Brenda Martin à Guadalajara, Mexique dans cette photo d'archives, le 16 avril, 2008. LA PRESSE CANADIENNE/AP, Guillermo Arias
TORONTO - Des formalités administratives pourraient retenir derrière les barreaux pour encore quelques jours, voire quelques semaines, Brenda Martin, la Canadienne qui a été transférée au pays après deux années de détention au Mexique.
L'ancien député libéral Paul Macklin, qui est aussi un ami de Brenda Martin, a affirmé qu'il restait de nombreuses formalités à accomplir avant qu'elle puisse quitter la prison pour femmes de Grand Valley, à Kitchener, en Ontario et rejoindre son domicile de Trenton.
L'administration doit notamment établir si Mme Martin présente un risque pour la société et si la population de Trenton est prête à l'accueillir.

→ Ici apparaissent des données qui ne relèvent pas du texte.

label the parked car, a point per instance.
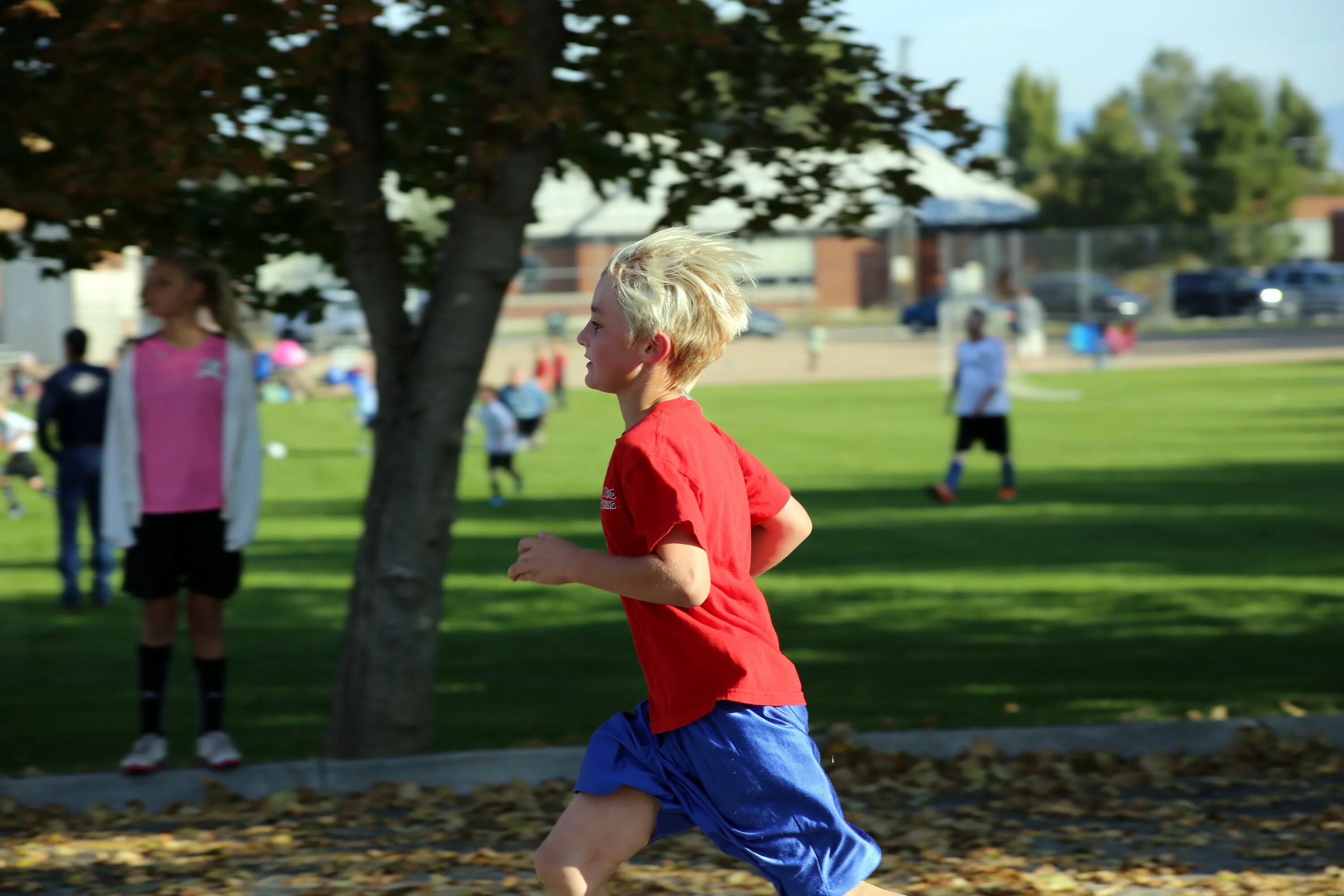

Ces informations seront ensuite transmises à la Commission nationale des libérations conditionnelles pour approbation. Ce n'est qu'après que Brenda Martin pourra retrouver la libérté.
La Canadienne, âgée de 51 ans, est rentrée au Canada jeudi après avoir été condamnée par un juge mexicain à cinq ans de prison et à une amende d'environ 3500 $ pour son rôle présumé dans une fraude perpétrée sur Internet par son ancien patron.
Les autorités correctionnelles canadiennes devront établir l'équivalent de la sentence que Mme Martin subira au Canada. Elles ont, par ailleurs, confirmé que l'absence d'antécédants judiciaires et le caractère non violent du crime devraient lui permettre d'être immédiatement libérée sur parole.